Wednesday, March 05, 2008

Cultural Propaganda Poster Center: My interpretation

So, this is the first time I've visited a gallery/show/exhibition or what have you in China. I didn't know we were even going until we had gotten half way into class and our teacher mentioned it. I love classes with trips to places such as these, because I would have never known such a place existed. In any case, we got there and the first thing that one notices is that there are no big banners advertising the place, or signs or anything really. So that was interesting, but the real interesting part is that the gallery is located in the basement of an apartment building. One would really have to be "in the know" to figure out how to get to this place. Once inside, I was taken away by everything that Mr. Yang presented to us. The posters are simply amazing, I mean I've seen the basic U.S. "The Army Wants You!" poster and a few others that I don't really remember, but I don't remember such a large number of them or as powerful depictions. It's truly a great experience to follow the rise of the CCP through their propaganda posters. It certainly gives you an inside eye into what the Chinese population was 'trained' to think. I'll use trained lightly because I don't know the true extent of these posters on every Chinese person, but with what I know of Chinese history and their opinions, I would think the majority would soak it up. I would love to go back and study the American propaganda posters and look at them more thoroughly. I'd also like to see the propaganda art of the Nazi regime, as well as the Soviets and possibly even Britain or France (I'm assuming every country has some sort of propaganda poster history) to see how all these regions compared to each other.
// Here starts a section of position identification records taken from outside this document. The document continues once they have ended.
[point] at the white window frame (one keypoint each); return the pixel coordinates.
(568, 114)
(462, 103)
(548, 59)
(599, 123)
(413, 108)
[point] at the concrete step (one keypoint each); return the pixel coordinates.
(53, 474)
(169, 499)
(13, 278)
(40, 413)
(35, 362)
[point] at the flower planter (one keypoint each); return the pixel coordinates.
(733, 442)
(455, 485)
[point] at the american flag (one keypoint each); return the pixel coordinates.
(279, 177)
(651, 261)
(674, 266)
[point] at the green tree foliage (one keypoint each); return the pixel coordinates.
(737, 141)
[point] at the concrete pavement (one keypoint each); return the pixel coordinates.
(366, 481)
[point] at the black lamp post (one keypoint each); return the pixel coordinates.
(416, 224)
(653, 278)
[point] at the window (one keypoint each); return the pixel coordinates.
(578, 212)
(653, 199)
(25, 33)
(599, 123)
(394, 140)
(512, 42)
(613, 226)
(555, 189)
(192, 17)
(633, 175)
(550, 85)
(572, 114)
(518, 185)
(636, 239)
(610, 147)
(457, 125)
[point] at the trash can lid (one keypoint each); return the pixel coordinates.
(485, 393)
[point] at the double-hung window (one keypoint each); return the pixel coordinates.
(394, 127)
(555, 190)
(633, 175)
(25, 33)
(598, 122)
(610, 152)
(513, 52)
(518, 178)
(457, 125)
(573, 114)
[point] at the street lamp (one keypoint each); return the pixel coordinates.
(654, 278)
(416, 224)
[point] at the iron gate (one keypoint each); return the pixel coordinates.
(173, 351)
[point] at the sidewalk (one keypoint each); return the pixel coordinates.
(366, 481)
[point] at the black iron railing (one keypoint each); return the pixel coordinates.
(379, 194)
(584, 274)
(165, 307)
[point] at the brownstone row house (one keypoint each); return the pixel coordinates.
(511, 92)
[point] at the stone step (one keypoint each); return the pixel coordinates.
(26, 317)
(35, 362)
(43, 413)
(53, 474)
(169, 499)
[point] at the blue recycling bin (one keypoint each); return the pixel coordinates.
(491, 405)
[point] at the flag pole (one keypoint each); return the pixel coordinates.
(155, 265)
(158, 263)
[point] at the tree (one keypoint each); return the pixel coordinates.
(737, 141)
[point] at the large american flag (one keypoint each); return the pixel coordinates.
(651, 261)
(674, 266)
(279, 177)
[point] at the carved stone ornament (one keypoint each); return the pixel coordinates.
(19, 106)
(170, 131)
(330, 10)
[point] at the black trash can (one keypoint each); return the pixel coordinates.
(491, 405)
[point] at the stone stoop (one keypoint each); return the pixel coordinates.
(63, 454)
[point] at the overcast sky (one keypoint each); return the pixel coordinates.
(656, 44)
You can really see the national pride and power that is put into these posters that would empower the citizens of China to do whatever they could for their motherland. The old calligraphy posters that were made during the Cultural Revolution were also very interesting and it would be neat to see them translated. I was truly impressed with the quality and relative expansive collection. I hope that a fair range of students / people are able to visit and see this collection, but I am hesitant to believe that many are able to. I would be as blunt to say that this place is something that should be seen during orientation, for everyone who comes here. It's a fantastic experience being able to see what the Chinese people were being told from their government and what most of them inevitably believed.